Die Aufständischen waren den ganzen Tag damit beschäftigt, sich zu Einheiten für den Kampf zu formieren. Am Nachmittag kam eine Nachricht wie ein Donnerschlag. Miwake Tōbei, dem Kommandanten der Festung von Tomioka, die man im Handstreich einzunehmen plante, war ein völlig unerwarteter Schlag gelungen. Anstatt die Verteidigung vorzubereiten, hatte er einen Reitertrupp ins Dorf Hondo und kleinere Ortschaften in der Nähe ausgesandt, wo einige christliche Bauern weiter ihrer Arbeit nachgingen, weil sie sich dem Aufstand nicht hatten anschließen wollen. Die Soldaten waren wie ein Sturmwind über sie gekommen und hatten Dutzende von ihnen niedergemetzelt. Einige Bauern wurden am Leben gelassen und als Geiseln genommen. Unbehelligt konnten die Männer Miwakes sich schließlich wieder in die Festung zurückziehen.
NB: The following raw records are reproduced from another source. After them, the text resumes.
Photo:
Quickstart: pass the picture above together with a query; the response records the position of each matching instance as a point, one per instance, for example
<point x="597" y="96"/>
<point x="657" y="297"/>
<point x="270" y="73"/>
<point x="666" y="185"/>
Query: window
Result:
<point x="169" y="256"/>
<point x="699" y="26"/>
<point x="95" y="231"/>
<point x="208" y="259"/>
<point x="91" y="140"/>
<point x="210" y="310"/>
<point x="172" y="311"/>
Miwake wusste, dass die Rebellen, die inzwischen Tausende zählten, versuchen würden, ihn in seinem Schlupfwinkel in die Enge zu treiben. Dass seine Provokation die nichtswürdigen Bauerntölpel, denn nichts anderes waren sie in seinen Augen, dazu treiben würde, ihren Angriff vorzuziehen, war ihm ebenfalls wohlbewusst.
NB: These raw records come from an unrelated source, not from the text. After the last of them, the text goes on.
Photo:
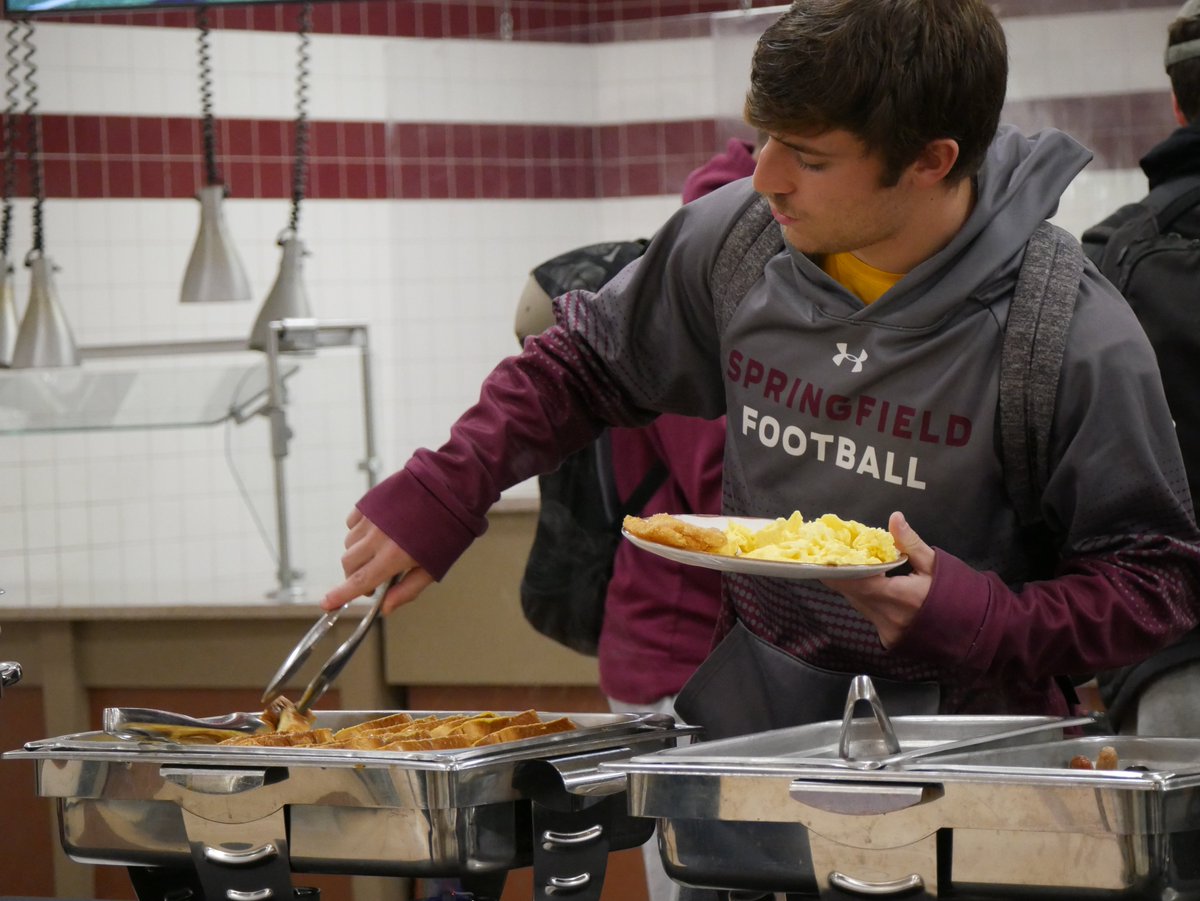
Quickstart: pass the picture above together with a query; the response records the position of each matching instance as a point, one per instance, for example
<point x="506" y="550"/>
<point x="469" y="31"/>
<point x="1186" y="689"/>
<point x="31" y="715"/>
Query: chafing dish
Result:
<point x="988" y="809"/>
<point x="237" y="822"/>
Aus Shimabara war unter den gegebenen Umständen keine Hilfe zu erwarten. Noch am selben Tag schickte er deshalb ein Schiff direkt nach Hizen, zur Burg von Karatsu, wo sich sein daimyō, Terasawa Katataka, befand. Er bat ihn um unverzüglichen Beistand, denn, wie er ihm schrieb, »Dreißigtausend der vierzigtausend koku von Amakusa sind bereits diesem Shirō in die Hände gefallen«. Doch von diesem Eingeständnis seiner Furcht ahnten die Aufständischen zunächst nichts. Wie ein Lauffeuer verbreitete sich die Neuigkeit von der Strafexpedition, die Hondo heimgesucht hatte, in ihrem Lager. Je weiter sie sich vom Hauptquartier der Rōnin entfernte, mit desto blutigeren Details wurde sie ausgeschmückt. Sie löste zunächst Bestürzung aus, aus der jedoch schon bald ein brennendes Bedürfnis nach Vergeltung erwuchs. Die Menge drohte sich in eine wilde Meute zu verwandeln, bereit, sich unverzüglich auf die Festung von Tomioka zu stürzen, um der Besatzung die Geiseln zu entreißen, die ihre Nachbarn gewesen waren und um deren Leben sie nun alle fürchteten.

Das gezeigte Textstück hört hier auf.